Drought in Daraa
The Daraa region, once one of Syria’s most fertile areas, is facing its worst drought in decades. In 2025, rainfall dropped to its lowest level in over a quarter of a century, adding to a catastrophic convergence of crises. Years of Syrian civil war destroyed once developed water infrastructure, forcing farmers into mass drilling of increasingly deeper wells. Over time, this caused groundwater depletion and in some areas, its complete disappearance. Compounding this, Israel’s incursion in December 2024, following the Assad regime’s fall, gave Israel potential control over part of the remaining water basins. Southern Syria’s breadbasket is collapsing, and the process appears irreversible.
The Yarmouk River, essential for southern Syria and Jordan, has dried up, and reservoir levels have plummeted—from 33 million cubic meters in winter last year to just 3 million this year. The scarcity of water is not just an environmental issue but has deep political roots. Daraa was the birthplace of the 2011 Syrian revolution, with widespread protests leading to a 13-year civil war.
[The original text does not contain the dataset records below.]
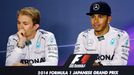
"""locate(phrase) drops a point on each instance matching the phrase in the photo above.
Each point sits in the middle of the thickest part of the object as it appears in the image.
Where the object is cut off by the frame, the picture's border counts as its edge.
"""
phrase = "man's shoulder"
(120, 32)
(44, 32)
(87, 31)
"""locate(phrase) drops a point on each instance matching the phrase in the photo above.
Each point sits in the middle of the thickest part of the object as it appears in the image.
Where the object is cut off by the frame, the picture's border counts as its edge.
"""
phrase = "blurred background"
(66, 19)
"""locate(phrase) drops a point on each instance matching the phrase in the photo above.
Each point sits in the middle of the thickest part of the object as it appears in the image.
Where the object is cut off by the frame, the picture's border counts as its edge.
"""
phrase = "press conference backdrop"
(66, 19)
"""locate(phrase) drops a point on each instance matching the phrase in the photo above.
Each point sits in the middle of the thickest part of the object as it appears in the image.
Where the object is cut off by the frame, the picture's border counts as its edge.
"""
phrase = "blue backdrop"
(66, 19)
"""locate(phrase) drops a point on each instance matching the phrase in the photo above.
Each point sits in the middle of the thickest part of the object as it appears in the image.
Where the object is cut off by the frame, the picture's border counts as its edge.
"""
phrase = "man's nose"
(96, 19)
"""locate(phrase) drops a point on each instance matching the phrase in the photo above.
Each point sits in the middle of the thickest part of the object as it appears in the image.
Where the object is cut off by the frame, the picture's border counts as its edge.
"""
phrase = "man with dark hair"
(111, 44)
(31, 45)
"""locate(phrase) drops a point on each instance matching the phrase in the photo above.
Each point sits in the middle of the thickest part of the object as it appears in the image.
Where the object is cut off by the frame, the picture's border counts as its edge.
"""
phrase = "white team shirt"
(41, 51)
(112, 48)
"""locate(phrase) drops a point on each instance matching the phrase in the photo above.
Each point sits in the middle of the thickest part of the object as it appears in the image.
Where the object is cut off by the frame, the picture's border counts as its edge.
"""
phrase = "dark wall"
(65, 18)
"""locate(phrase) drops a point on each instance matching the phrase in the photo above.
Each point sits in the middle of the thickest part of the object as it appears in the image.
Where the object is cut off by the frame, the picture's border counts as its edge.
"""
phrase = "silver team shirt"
(112, 48)
(41, 51)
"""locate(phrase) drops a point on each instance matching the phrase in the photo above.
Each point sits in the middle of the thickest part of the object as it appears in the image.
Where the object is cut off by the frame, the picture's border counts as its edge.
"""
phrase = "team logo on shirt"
(112, 41)
(90, 42)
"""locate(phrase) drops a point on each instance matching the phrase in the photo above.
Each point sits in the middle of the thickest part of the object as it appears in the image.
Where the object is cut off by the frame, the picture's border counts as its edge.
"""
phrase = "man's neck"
(103, 32)
(32, 36)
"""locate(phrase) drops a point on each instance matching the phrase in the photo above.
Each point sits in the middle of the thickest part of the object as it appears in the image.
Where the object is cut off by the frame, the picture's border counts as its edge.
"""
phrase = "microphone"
(28, 42)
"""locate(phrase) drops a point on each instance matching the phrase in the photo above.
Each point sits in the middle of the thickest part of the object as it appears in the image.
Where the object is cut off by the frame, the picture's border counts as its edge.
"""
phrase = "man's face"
(26, 23)
(100, 22)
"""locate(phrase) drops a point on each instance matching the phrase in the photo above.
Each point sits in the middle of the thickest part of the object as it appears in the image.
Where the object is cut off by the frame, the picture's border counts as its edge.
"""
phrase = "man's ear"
(36, 26)
(109, 19)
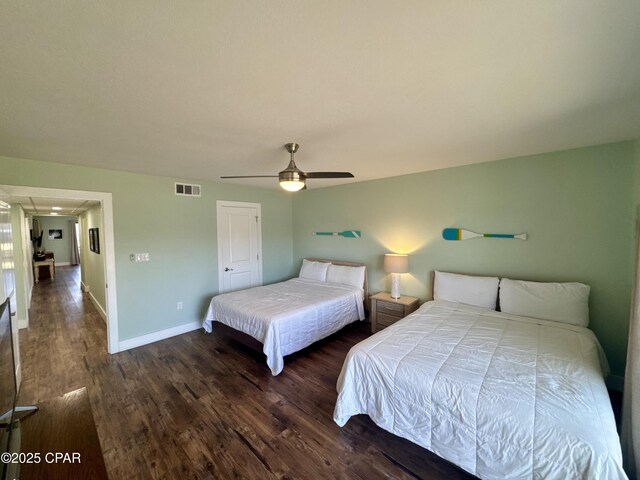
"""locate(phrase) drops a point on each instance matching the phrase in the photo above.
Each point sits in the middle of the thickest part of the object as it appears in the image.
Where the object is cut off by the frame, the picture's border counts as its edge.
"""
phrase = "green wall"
(179, 233)
(61, 248)
(575, 205)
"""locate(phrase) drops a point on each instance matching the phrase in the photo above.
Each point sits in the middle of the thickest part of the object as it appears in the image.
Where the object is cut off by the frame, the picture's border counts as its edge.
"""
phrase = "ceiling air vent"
(185, 189)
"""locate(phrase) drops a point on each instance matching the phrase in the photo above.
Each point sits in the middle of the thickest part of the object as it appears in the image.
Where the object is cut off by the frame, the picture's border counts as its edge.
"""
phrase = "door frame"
(227, 203)
(105, 199)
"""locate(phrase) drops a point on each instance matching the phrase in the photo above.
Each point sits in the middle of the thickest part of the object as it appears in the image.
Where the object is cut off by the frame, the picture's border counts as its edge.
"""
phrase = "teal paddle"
(346, 233)
(461, 234)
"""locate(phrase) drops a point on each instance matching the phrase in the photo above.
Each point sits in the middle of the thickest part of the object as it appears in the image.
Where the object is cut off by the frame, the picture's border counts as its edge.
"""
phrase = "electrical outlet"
(139, 257)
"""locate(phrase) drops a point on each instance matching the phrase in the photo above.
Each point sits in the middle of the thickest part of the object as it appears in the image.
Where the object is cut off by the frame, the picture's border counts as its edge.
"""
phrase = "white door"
(239, 245)
(7, 279)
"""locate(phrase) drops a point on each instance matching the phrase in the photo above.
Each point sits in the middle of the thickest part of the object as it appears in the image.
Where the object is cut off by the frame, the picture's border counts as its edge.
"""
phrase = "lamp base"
(395, 285)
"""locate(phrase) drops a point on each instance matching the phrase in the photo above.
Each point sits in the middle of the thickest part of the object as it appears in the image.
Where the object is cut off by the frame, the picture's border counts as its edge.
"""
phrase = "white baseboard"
(99, 307)
(615, 382)
(157, 336)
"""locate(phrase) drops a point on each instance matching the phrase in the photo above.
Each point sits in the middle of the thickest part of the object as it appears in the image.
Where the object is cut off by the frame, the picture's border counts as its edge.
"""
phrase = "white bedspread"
(499, 395)
(287, 316)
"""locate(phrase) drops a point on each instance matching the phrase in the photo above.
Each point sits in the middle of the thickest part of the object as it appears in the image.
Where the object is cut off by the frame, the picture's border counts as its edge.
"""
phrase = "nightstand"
(386, 311)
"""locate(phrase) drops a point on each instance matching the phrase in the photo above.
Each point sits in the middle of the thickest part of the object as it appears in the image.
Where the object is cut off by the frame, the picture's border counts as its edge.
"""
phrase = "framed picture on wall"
(94, 240)
(55, 234)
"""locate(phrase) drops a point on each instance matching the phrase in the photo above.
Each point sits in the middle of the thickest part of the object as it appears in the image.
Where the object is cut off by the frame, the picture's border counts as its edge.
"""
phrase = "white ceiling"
(199, 89)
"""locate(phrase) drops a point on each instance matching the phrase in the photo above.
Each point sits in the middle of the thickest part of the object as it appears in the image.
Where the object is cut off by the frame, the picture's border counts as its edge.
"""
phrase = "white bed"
(288, 316)
(500, 395)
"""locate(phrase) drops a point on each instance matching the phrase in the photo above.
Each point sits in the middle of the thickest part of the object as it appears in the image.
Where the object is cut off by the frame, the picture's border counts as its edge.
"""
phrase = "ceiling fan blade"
(329, 175)
(251, 176)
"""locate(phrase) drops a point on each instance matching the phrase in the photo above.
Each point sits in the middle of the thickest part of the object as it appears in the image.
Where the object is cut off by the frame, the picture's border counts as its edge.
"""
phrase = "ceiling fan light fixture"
(292, 186)
(291, 180)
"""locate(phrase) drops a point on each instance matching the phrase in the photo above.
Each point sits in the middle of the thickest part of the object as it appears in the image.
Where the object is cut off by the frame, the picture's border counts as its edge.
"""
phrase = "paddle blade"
(452, 234)
(251, 176)
(329, 175)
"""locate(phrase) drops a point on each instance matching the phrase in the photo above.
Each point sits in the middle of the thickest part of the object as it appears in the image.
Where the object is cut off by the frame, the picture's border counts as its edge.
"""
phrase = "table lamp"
(395, 264)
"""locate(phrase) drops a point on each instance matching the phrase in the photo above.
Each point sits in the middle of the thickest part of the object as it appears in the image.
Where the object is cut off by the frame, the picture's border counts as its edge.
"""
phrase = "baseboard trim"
(99, 307)
(157, 336)
(615, 382)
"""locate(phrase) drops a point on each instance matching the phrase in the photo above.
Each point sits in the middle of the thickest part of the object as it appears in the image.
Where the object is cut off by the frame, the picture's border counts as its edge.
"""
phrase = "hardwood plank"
(204, 406)
(62, 425)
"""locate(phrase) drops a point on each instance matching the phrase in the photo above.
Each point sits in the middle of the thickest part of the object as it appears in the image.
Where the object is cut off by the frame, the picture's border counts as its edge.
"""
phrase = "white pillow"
(314, 270)
(467, 289)
(346, 275)
(560, 302)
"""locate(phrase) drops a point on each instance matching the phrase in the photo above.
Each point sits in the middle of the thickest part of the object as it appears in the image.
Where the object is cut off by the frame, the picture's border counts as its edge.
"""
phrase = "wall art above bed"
(461, 234)
(346, 234)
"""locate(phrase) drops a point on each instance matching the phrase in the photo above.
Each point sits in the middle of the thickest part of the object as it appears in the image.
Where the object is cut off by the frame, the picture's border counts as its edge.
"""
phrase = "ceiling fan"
(292, 178)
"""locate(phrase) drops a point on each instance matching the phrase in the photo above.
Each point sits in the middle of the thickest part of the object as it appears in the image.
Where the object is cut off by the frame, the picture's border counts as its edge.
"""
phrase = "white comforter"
(499, 395)
(287, 316)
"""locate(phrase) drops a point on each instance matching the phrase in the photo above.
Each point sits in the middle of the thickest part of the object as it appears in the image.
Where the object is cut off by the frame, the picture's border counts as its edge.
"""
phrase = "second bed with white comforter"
(501, 396)
(287, 316)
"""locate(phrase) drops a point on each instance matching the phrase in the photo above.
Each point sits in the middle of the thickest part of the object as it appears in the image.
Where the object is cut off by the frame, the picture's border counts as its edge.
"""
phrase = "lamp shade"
(396, 263)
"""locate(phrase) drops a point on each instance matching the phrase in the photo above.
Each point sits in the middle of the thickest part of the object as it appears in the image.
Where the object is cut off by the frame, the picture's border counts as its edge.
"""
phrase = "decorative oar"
(346, 233)
(461, 234)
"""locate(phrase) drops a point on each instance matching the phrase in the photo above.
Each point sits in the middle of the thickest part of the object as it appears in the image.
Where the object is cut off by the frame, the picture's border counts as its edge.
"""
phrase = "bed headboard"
(350, 264)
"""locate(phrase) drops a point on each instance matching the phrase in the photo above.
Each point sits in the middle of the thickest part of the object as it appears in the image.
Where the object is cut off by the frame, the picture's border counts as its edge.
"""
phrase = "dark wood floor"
(201, 406)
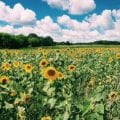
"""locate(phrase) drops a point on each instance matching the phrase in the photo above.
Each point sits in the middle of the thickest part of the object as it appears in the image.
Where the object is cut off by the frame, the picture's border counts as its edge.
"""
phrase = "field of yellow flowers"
(60, 84)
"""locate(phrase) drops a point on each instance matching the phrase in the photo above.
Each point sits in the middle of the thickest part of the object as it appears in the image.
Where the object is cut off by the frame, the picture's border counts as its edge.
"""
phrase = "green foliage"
(21, 41)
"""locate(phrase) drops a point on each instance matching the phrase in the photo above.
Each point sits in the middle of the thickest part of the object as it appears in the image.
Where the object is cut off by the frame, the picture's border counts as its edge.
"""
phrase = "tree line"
(22, 41)
(33, 40)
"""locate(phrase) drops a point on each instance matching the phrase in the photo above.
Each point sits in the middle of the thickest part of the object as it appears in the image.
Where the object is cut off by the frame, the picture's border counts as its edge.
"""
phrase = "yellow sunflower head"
(118, 55)
(110, 59)
(28, 68)
(26, 98)
(50, 73)
(13, 93)
(46, 118)
(4, 80)
(16, 64)
(43, 63)
(113, 96)
(71, 67)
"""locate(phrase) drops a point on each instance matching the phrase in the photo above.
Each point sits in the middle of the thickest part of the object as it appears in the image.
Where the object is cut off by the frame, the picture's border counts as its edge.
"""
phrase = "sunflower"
(46, 118)
(71, 67)
(60, 75)
(91, 82)
(6, 66)
(43, 63)
(110, 59)
(4, 80)
(50, 73)
(118, 55)
(16, 64)
(28, 68)
(113, 96)
(26, 98)
(13, 93)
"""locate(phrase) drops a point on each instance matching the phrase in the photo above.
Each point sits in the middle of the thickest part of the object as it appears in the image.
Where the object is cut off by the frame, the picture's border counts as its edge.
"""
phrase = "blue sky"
(97, 18)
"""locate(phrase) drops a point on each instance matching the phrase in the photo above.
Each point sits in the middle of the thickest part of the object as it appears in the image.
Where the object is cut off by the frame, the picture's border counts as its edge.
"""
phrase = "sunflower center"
(72, 67)
(28, 67)
(113, 95)
(51, 72)
(43, 63)
(4, 81)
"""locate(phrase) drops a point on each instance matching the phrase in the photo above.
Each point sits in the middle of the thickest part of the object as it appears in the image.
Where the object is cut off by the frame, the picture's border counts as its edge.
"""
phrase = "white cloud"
(16, 15)
(102, 22)
(69, 23)
(105, 26)
(7, 29)
(76, 7)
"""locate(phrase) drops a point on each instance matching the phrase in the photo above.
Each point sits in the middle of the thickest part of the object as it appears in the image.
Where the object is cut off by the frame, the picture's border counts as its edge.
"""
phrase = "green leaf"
(99, 108)
(8, 105)
(52, 102)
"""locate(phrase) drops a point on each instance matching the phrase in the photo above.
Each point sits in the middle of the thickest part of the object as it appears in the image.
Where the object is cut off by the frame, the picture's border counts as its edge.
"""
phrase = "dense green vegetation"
(21, 41)
(33, 40)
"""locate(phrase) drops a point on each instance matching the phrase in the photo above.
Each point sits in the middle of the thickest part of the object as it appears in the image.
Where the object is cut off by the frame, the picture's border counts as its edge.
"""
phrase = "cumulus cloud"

Water shortages and agricultural decline contributed significantly to the unrest, and though the conflict ended in 2024, the water crisis continues to worsen.
During the war, Daraa remained a rebel stronghold, suffering destruction from prolonged fighting. The irrigation infrastructure was severely damaged, and access to water became a tool of warfare. Tens of thousands of random wells were drilled in desperation, lowering groundwater level by hundreds of meters and accelerating soil degradation. Following the war, Syria’s new government introduced regulations to curb environmental destruction, but enforcement remains weak due lack of resources and personnel.
The breadbasket of Southern Syria is entering the final phase of its death throes, and the country is becoming increasingly dependent on foreign food imports. With no clear path to recovery, a new wave of migration seems inevitable for farmers whose land can no longer sustain them—the very land they once fought to keep.